A quarta vacina autorizada, no dia 18 de agosto último, a realizar testes em brasileiros é a Ad26.COV2.S, desenvolvida pela Janssen Pharmaceuticals, do grupo Johnson & Johnson. O início ainda depende de aprovação no Conselho Nacional de Ética em Pesquisa (Conep) – órgão do Ministério da Saúde responsável pela avaliação ética de pesquisas clínicas – e do tempo para recrutamento dos voluntários. Está prevista a participação de 7 mil pessoas em sete estados: Bahia, Minas Gerais, Paraná, Rio de Janeiro, Rio Grande do Norte, Rio Grande do Sul e São Paulo. Em todo o mundo, a empresa pretende testar 60 mil pessoas. As primeiras etapas (1 e 2) começaram em julho, nos Estados Unidos e na Bélgica.
Sputnik V
A vacina russa, denominada Sputnik V, desenvolveu uma plataforma similar à da Oxford, porém usando dois adenovírus modificados e não replicantes em células humanas, ao invés de um. Denominados Ad26 e Ad5, ambos contêm o gene da proteína S (presente no organismo humano e que tem servido de porta de entrada para o novo coronavírus). Essa tecnologia já estava em desenvolvimento no Centro de Pesquisa Gamaleya do governo russo para a formulação de vacinas contra Ebola e Mers. A estratégia consiste em duas etapas de vacinação: a primeira com o Ad26 e a segunda, após 21 dias, com o Ad5. A ideia é induzir uma resposta imune de maneira preferencial contra a proteína S.
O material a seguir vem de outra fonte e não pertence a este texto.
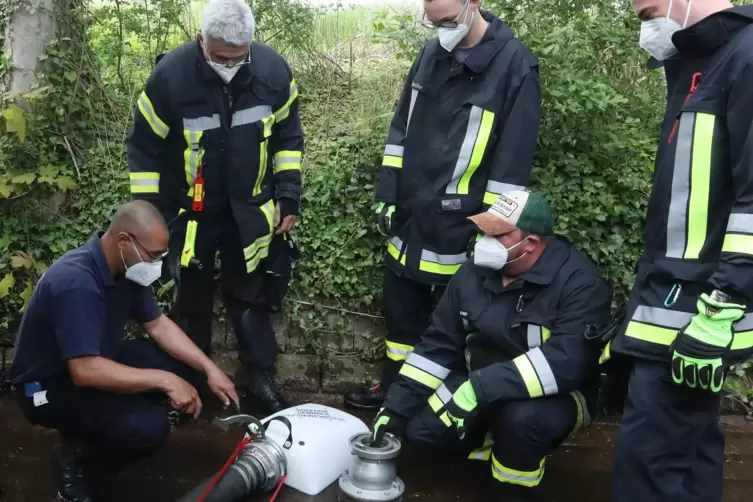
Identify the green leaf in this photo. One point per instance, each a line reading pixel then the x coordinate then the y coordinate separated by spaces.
pixel 5 285
pixel 26 179
pixel 66 183
pixel 15 121
pixel 26 294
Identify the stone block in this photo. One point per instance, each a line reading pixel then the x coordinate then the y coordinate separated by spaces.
pixel 340 374
pixel 298 372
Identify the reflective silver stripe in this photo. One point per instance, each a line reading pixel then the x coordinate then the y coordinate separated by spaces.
pixel 544 371
pixel 444 259
pixel 145 183
pixel 394 150
pixel 500 188
pixel 466 149
pixel 661 317
pixel 428 366
pixel 534 336
pixel 444 394
pixel 413 97
pixel 202 123
pixel 193 157
pixel 251 115
pixel 678 206
pixel 740 223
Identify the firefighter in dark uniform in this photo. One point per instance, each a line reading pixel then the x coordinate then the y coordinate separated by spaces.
pixel 465 131
pixel 688 318
pixel 505 366
pixel 217 145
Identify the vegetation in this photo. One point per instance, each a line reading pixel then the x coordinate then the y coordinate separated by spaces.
pixel 63 169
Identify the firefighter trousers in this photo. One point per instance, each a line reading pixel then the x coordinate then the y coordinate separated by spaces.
pixel 515 437
pixel 670 447
pixel 407 309
pixel 241 292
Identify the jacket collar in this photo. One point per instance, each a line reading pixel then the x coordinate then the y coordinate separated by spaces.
pixel 543 271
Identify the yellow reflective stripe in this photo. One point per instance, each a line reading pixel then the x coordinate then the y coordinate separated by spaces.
pixel 147 111
pixel 144 182
pixel 651 334
pixel 287 160
pixel 284 111
pixel 189 244
pixel 398 351
pixel 490 198
pixel 487 120
pixel 395 252
pixel 436 268
pixel 516 477
pixel 700 180
pixel 528 374
pixel 420 376
pixel 392 161
pixel 192 156
pixel 738 243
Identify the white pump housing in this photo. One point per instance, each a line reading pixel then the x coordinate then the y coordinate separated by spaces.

“Teoricamente, seria uma vantagem técnica e metodológica em relação às outras vacinas. No entanto, falta transparência na divulgação dos estudos das fases 1 e 2, que aparentemente teriam sido iniciados há dois meses, com apenas 38 indivíduos. Além disso, o desenvolvimento da vacina só foi colocado no site web Clinical Trials no dia 12 de agosto, um dia após o anúncio do início da fase 3”, comenta o imunólogo Eduardo Ramos.
Para ele, a Sputnik V é uma vacina em desenvolvimento ainda, já que não há como avaliar o sucesso da aplicação desses dois vetores virais e comprovar a eficácia da resposta imune em humanos. A realização da fase 3, concomitantemente com a fabricação e distribuição, ignora a possibilidade de efeitos e fenômenos já citados.
Contudo, alguns estados mostraram interesse em realizar tais estudos clínicos. No dia 12 de agosto, os governos do Paraná e da Rússia assinaram documento para o desenvolvimento da vacina. Deverá ser criado um grupo de trabalho para o compartilhamento dos resultados das fases 1 e 2. A previsão é de que os testes ocorram no estado do sul do Brasil. Os detalhes ainda estão sendo negociados, como transferência de tecnologia e produção.
Sabe-se, a partir dos registros de historiadores, que a Rússia herdou da antiga União Soviética um dos maiores centros de pesquisas, especializado em armas biológicas. Assim, reuniu cepas e antídotos dos mais variados, principalmente durante a Guerra Fria (1947-1991), quando foi construído o Instituto Vector, que serviu como centro de pesquisas para o extinto programa soviético de armas biológicas, armazenando amostras de vírus do Ebola, HIV, antrax e varíola.